Yeah very similar conclusions to me. Getting good cache timings at high speeds is very had, and usually impossible.
On this one board I also tried many different cache chips and all were actually slower. I need to try other boards too.
I love all your stuff. CPU Galaxy showed a cache interposer that went in between the socket and a 386 CPU. Is that someone a wizard like yourself could replicate with crazy tight timings and megabytes of cache or is PCBWay not up to something like that?
Sure :)
I am already working on things like that.
In the general case, PCBs are not the problem.
But Yeah, some CPU interposers can be very hard to route.
The problems are mainly with the M/B chip-set and cache coherency in general.
I am trying to figure out all that now.
What ever happened to CPU Galaxy? I just checked and he hasn't made a video for about six months. Love his channel.
I met him 3 weeks ago. He is fine, just too busy.
They gave him extra stuff to do at work.
He also said, that he is repairing 2-3 new videos.
With TH-cam it is very hard sometimes. :/
I had also a long Hiatus.
@@atheatos Thank you for the update! I am glad it's nothing serious like health issues or the like. :)
you should try replacing the crystal oscilator for a pll or an arbitrary function generator to push it higher than that, say do 2x 75mhz or so, see how far you can get with the bus and ram. Also if you are up to it, you could try separating the 5V rail from the ram (worst case you will have to rip a few pins and solder it directly....) Voltmodding the ram there should really help get the higher bus clocks stable imo.

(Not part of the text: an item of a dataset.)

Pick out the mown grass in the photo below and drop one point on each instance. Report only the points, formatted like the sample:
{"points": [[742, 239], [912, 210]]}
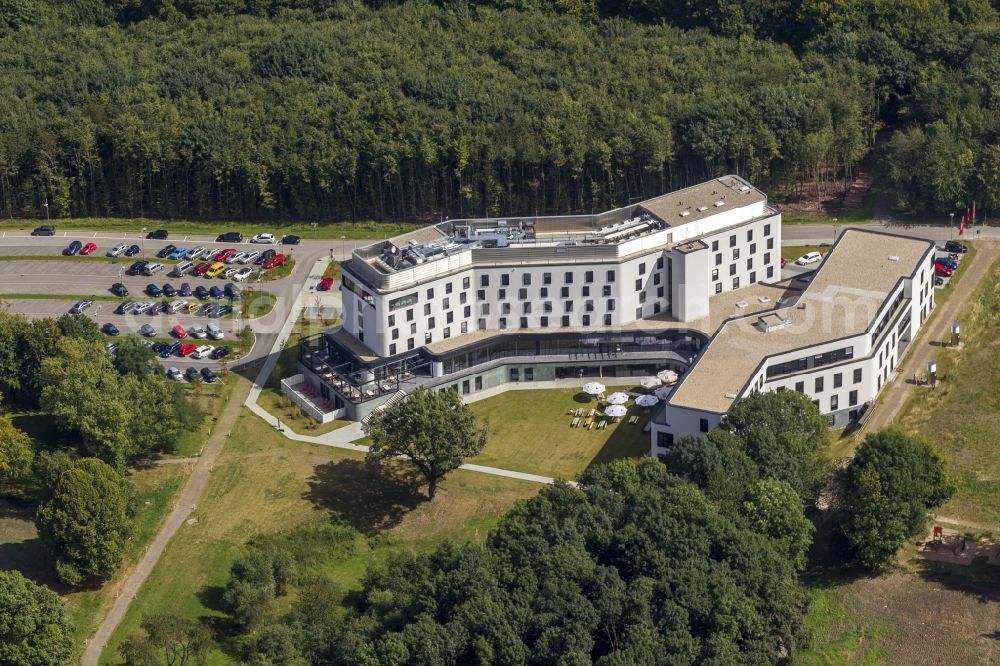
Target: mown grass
{"points": [[328, 230], [264, 484], [529, 431]]}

My any_clk device is exactly that, a PLL, that replaces the default crystal oscillator.
It can generate more or less any frequency, ok with some steps (
@@atheatos
Well if its 70mhz max theres not much else to do.
Maybe you can push it up to 6v. Not sure how good was the regulation in the XT / AT standards if any. Maybe you can play with the tolerances. Usually 5V TTL stuff can do 7 to 9 volts before breakdown and remember old machines had horrible regulation causin all sort of glitches with sleep states so much that windows didnt put the cpu to sleep in some machines to about the noise spikes caused by the change in power consumption.

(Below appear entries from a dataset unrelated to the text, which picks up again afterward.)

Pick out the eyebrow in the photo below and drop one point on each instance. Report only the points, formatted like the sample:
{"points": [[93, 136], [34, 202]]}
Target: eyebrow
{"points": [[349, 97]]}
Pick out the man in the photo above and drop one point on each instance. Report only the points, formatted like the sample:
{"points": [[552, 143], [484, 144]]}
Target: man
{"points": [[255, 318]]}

I bet the regulation and noise tolerance are quite lax
Yeah for sure TTL chips can handle even 7v. However the chips here have mostly CMOS specs.
So only up to 5.5v it is with in the spec. Now 6v might be safe, but again I do not want to risk it.
There are so many chips on the board, if one fails, it is game over.
Also until now no one else has done above 66-67MHz. So yeah :)
Interest to compare with Pentium at same bus speed and CPU clock.. :)
Sure I can now do this, something like 2 x 66.
Then for the Pentium I need a Socket 4 overdrive, that is rare and I do not have.
So next option is just a Socket 5, there I need to find a similar chip-set M/B. (Maybe 3 x 60)
Interesting idea, I might try this. Thank you.
@@atheatos Yea, compare 486, Pentium OverDrive and Pentium Soket 5 on same frequencies and memory type :)
If speedrunners would use an overclocked unstable 486 to glitch Doom for an advantage - would that count as cheating? lol
Well sure it is cheating. Maybe not useful for speedrunners. The glitch basically messes the timedemo commands and usually results to a better result, that is for sure invalid.